Herbert di Alexa Baldessari
This work originated from the idea of narrating my roots, my culture and my traditions. Specifically with this work, I want to convey the mixture of nature and everyday life in South Tyrol, a place marked by its culture and its various traditions, fundamental elements that are still strongly present today. Would you like to know more? Click on the image
From among the finalists, the editorial team chose as the winner: 1 su 600.000.000 (1 in 600 millions) by Fabiola Porchi.
Fabiola Porchi
She is currently in her third year at the Aldo Galli Academy - IED network - in “Painting and Visual Languages” in Como.
Fabiola Porchi (born in Bergamo in 1991) graduated from scientific high school with a specialisation in information technology.

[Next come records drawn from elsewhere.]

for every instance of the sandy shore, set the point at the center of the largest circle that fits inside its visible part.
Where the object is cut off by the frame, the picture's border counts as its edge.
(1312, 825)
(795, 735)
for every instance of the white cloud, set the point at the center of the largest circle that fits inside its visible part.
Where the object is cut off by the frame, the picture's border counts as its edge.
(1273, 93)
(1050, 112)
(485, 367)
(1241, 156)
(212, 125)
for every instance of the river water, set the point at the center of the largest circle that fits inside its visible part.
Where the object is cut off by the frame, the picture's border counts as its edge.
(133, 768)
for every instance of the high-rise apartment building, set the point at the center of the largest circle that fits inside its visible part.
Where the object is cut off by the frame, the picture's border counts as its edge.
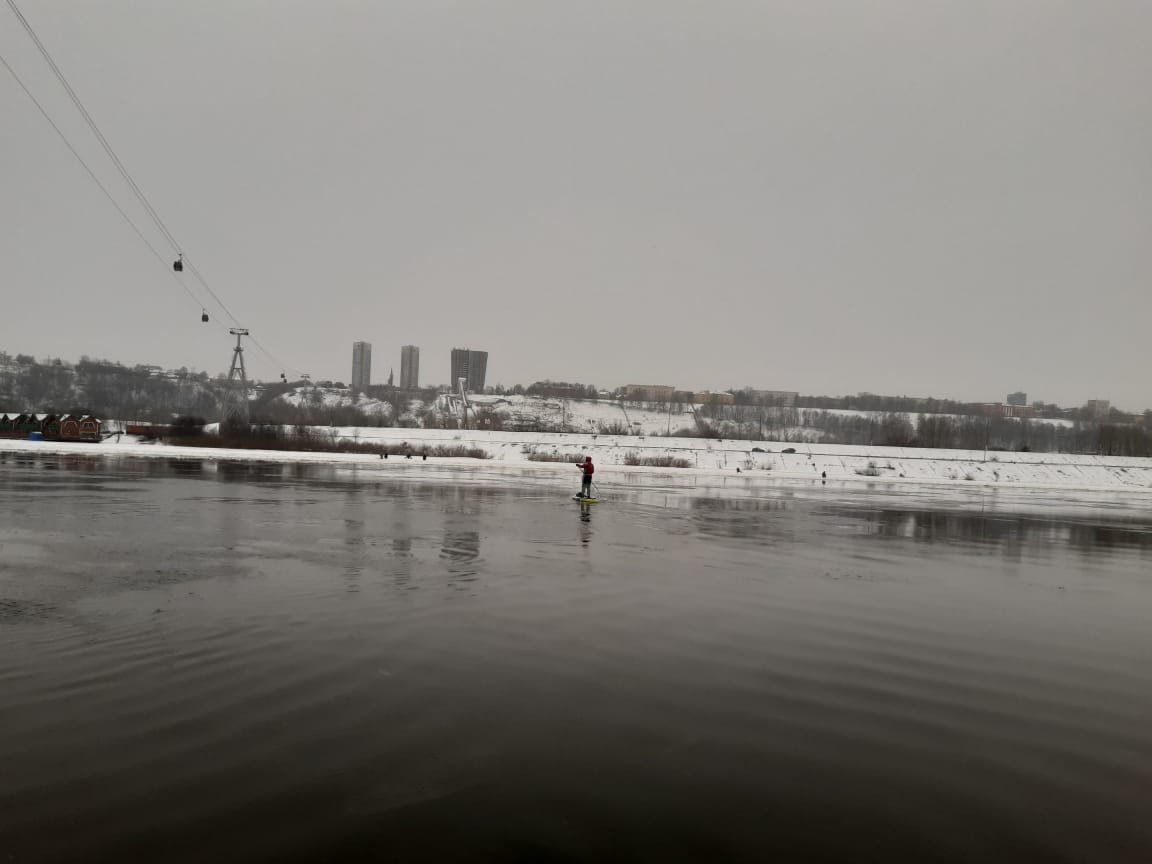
(470, 365)
(362, 365)
(409, 368)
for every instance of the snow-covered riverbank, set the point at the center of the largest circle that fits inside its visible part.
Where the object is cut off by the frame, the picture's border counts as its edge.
(750, 461)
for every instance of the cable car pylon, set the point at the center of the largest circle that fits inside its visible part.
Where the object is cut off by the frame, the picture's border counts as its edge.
(234, 409)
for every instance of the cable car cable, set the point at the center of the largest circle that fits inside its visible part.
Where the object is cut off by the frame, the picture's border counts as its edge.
(115, 159)
(128, 179)
(97, 181)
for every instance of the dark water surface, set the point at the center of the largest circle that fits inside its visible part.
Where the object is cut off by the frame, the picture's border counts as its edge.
(212, 662)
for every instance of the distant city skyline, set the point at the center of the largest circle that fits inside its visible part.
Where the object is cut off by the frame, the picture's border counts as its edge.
(926, 198)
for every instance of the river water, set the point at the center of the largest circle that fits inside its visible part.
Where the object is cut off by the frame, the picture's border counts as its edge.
(205, 661)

Subsequently, she obtained a certificate of higher technical training in “Techniques for the handicraft realisation of made-in-Italy products” at the Cova Foundation in Milan and level I, II, III and IV certificates at the Bruno Munari® Method didactic training course for ceramics at the MABILAB workshop of Anconelli Ivana in Faenza. In 2022, she participated in the first edition of Designing Art - Aldo Galli Prize, winning first prize with the work Mutilazioni (Mutilations).
Fabiola's Research
Animals have always shared the world with us, but their form over time has slowly mutated into something insubstantial, mouldable and adaptable to our every need. We modified their biology, their sociality and inhibited their instincts to our liking so that they would be more productive, aligning their existence to our system of thought. These ghostly animals, betrayed by man, haunt me and drive me to seek new forms to express the torment that governs our relationship. I think of my work as a constant quest to act on a different and meaningful boundary, to express a willingness to function actively, to produce works as interfaces between individual and collective observation and the social sphere in which they exist.

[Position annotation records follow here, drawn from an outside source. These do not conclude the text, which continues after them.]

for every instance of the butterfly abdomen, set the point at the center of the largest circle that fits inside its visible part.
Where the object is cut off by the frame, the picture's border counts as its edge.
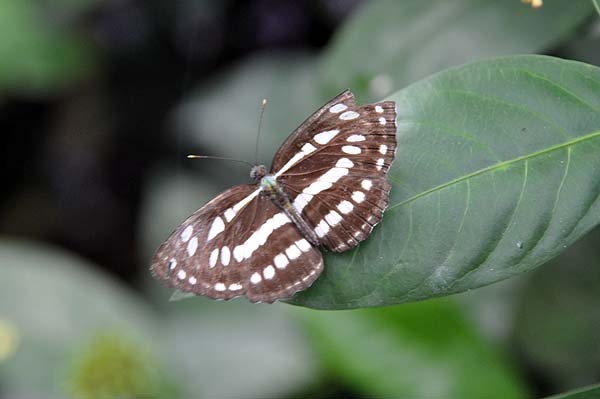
(282, 201)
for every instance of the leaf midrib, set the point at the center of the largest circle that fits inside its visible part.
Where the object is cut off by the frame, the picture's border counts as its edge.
(497, 166)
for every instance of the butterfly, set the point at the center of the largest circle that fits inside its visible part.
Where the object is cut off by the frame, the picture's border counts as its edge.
(327, 187)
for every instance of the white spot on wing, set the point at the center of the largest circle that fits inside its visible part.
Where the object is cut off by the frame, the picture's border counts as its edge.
(255, 278)
(220, 287)
(303, 245)
(308, 148)
(301, 201)
(192, 246)
(345, 207)
(349, 115)
(333, 175)
(238, 253)
(355, 138)
(225, 255)
(333, 218)
(344, 163)
(235, 287)
(281, 261)
(322, 228)
(358, 196)
(338, 108)
(351, 149)
(293, 252)
(187, 233)
(212, 260)
(217, 227)
(325, 137)
(269, 272)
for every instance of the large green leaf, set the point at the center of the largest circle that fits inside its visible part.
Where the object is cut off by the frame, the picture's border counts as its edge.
(421, 350)
(389, 44)
(497, 171)
(557, 322)
(38, 52)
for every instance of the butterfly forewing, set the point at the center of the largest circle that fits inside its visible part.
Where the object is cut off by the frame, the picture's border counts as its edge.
(339, 184)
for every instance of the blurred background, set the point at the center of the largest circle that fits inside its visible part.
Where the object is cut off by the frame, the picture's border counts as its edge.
(100, 101)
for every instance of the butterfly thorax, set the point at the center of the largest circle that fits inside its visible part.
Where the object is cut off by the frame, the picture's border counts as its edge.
(275, 192)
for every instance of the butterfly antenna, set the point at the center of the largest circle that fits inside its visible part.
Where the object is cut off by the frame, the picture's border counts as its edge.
(192, 156)
(263, 105)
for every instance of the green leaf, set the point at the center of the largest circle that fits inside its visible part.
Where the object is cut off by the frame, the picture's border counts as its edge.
(497, 171)
(38, 54)
(557, 323)
(50, 303)
(389, 44)
(592, 392)
(422, 350)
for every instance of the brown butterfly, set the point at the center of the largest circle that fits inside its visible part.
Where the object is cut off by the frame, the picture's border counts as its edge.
(327, 186)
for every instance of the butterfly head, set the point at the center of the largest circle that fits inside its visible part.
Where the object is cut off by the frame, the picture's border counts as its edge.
(258, 172)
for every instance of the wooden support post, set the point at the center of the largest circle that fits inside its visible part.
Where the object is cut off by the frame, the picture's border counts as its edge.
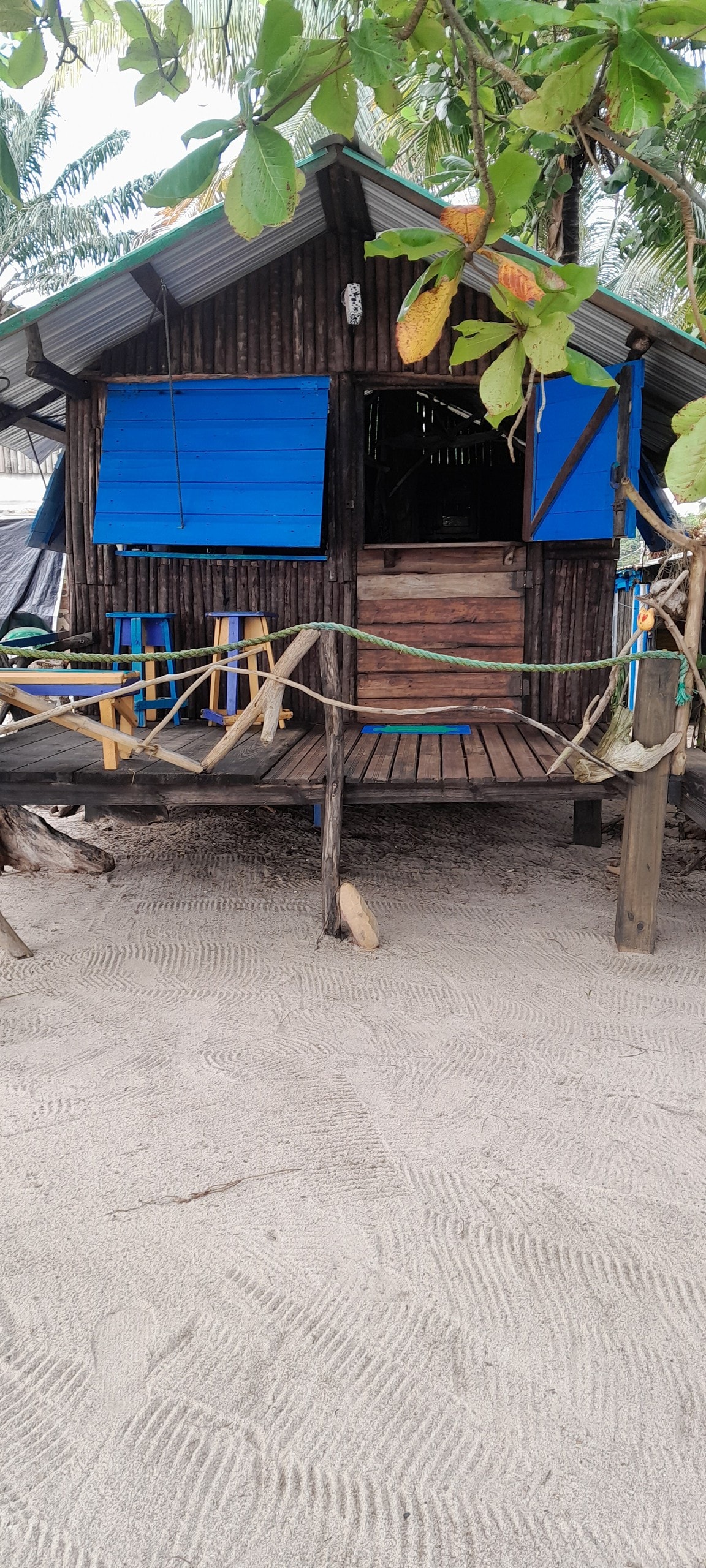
(333, 811)
(622, 447)
(645, 811)
(693, 642)
(589, 824)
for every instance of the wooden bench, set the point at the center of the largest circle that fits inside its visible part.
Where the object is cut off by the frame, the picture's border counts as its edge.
(104, 686)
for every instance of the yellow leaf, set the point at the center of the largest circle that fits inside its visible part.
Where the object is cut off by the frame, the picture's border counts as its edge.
(424, 322)
(463, 220)
(520, 283)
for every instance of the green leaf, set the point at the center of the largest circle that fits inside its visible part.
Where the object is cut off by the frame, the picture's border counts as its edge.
(297, 77)
(388, 98)
(148, 87)
(269, 176)
(479, 337)
(279, 26)
(376, 54)
(429, 35)
(208, 127)
(514, 178)
(501, 386)
(139, 57)
(675, 74)
(545, 344)
(579, 284)
(634, 101)
(178, 20)
(487, 98)
(416, 289)
(131, 20)
(689, 416)
(191, 176)
(686, 463)
(587, 372)
(562, 94)
(412, 244)
(237, 214)
(336, 102)
(550, 57)
(9, 173)
(681, 20)
(27, 62)
(525, 16)
(623, 13)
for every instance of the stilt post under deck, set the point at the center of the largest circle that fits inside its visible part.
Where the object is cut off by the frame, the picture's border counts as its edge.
(589, 822)
(645, 811)
(333, 810)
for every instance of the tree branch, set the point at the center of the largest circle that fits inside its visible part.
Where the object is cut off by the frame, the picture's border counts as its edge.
(482, 59)
(672, 535)
(685, 198)
(407, 32)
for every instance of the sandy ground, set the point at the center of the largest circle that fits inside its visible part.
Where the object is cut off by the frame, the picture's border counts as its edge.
(438, 1292)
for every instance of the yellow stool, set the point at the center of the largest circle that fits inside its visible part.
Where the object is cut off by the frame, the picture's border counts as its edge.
(236, 628)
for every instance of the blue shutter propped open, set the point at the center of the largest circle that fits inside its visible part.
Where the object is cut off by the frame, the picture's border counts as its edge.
(251, 461)
(584, 507)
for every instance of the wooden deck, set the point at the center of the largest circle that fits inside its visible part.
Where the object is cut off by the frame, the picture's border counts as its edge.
(495, 763)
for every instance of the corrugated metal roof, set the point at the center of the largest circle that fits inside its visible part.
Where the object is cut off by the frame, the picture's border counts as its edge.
(194, 261)
(675, 368)
(205, 255)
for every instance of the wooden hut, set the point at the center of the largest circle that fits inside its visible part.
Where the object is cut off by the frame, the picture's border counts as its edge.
(319, 479)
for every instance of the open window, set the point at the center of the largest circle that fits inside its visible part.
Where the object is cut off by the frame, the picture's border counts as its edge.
(575, 458)
(436, 472)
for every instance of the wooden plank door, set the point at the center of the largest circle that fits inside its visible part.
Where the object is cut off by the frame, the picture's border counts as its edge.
(454, 600)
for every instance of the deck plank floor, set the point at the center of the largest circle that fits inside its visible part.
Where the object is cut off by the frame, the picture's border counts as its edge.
(501, 761)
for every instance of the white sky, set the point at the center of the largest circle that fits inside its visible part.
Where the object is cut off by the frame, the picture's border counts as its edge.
(102, 101)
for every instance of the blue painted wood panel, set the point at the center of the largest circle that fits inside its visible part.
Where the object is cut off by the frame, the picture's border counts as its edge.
(251, 461)
(584, 508)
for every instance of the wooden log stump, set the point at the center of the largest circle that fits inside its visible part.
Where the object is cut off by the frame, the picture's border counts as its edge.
(645, 811)
(30, 844)
(333, 808)
(10, 943)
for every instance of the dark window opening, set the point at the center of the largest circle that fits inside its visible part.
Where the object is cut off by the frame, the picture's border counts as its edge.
(436, 472)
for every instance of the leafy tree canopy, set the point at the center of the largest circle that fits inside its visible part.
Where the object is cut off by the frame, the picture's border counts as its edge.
(55, 228)
(528, 85)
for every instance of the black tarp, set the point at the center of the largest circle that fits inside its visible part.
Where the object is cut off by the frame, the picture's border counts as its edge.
(30, 579)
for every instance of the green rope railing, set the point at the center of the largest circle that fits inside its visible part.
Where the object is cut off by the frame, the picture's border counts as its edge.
(455, 661)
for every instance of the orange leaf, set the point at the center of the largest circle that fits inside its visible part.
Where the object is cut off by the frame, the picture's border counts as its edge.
(463, 220)
(424, 322)
(520, 281)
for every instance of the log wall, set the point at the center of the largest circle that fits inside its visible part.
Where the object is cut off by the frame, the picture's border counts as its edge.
(569, 617)
(287, 318)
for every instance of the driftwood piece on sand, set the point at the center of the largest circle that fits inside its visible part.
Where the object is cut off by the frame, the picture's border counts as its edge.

“Fabiola's work tells us of a necessity and does so even before presenting its formal or poetic values. Therefore, her attempt to place her work as food for thought around important issues such as our relationship with the animal world is the real key to approaching her work. 1 su 600.000.000 (1 in 600,000,000) appears to be a ceramic sculpture, simple and tiny, a precious object, but it is also a weapon. It is a catalyst for different and even conflicting demands; sculpture becomes manifesto, its form is also narrative and the imagery it feeds on is both criticism and hope. Within this material that first invades and then leaves room for emptiness, we can interpret accusations and errors, but perhaps also catch a glimpse of an awareness that is so necessary today”.